You’ve got to know to trust your gut instinct, because if you’ve got a feeling that something’s not right, just act on that. If you really feel like something’s not right here, then that’s when you act on that gut feeling and you go down to your GP and if there was nothing wrong with your baby, you’ve lost nothing.
Shabana and Cameron (parents of Aurora, 18 months): You can’t avoid information when you’re a new parent. It’s just thrust on you. But I think you’ve just got to keep your mind open for a specific thing, things that you need, for your family. You’ll identify stuff that’s like ‘I actually really need some advice with that’.
Mitch and Olivia (parents of Ellora, 4 years, and Adeline, 18 months): I mainly try and get advice, like I go and ask people for certain questions. You ask the people that you know will be helpful.
Troy (father of Matilda, 8 years, and Charlie, 4 years): I think the scariest part is when you feel isolated. And I went through a period like that where I felt isolated, felt by myself, and to find a group of people that you can either learn from, or just discuss what’s going on. I remember early days when Charlie, my little boy, was a baby and wouldn’t go to sleep. One of the most comforting thoughts I had when I was walking up and down the hallway, rocking him to sleep, was that, at the same time, there was maybe 100 other dads in 5 kilometre radius of me doing exactly the same thing. Just that idea of being part of this silent little category of blokes, gave me a lot of comfort that it wasn’t just me that was up at 3 o’clock in the morning trying to do this.

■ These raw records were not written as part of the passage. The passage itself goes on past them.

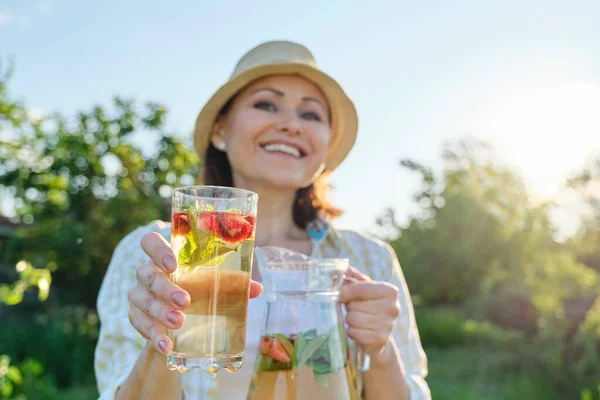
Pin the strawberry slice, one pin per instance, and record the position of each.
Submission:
(229, 227)
(265, 346)
(180, 224)
(279, 353)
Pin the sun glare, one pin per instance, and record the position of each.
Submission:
(545, 130)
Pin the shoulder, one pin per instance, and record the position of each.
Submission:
(368, 242)
(368, 253)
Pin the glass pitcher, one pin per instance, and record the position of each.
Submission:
(304, 352)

Jenelle: Whether you’re one parent or 2 parents, you need other people. It’s a community that helps raise a child and that’s become really important for me – that Oliver has family around him. Because they shape the way you grow up. We’ve all been shaped by our grandparents and uncles and aunts. So that’s been really important for me.
Troy: My family’s in South Australia. I’m in New South Wales so I don’t have much support. It’s been hard. You have the parents of your kids’ friends are a big thing. You find people that you trust and you like. But I think the biggest supports I’ve had, are the parents of my kids’ friends.
Tim O’Leary: I want people to know that there are other people around them who will be a source of support and sometimes advice. And often that advice is something you’ve got to work with. You don’t take it always on face value but it gives you something to think about, and that’s what key in finding your way through the maze of parenting.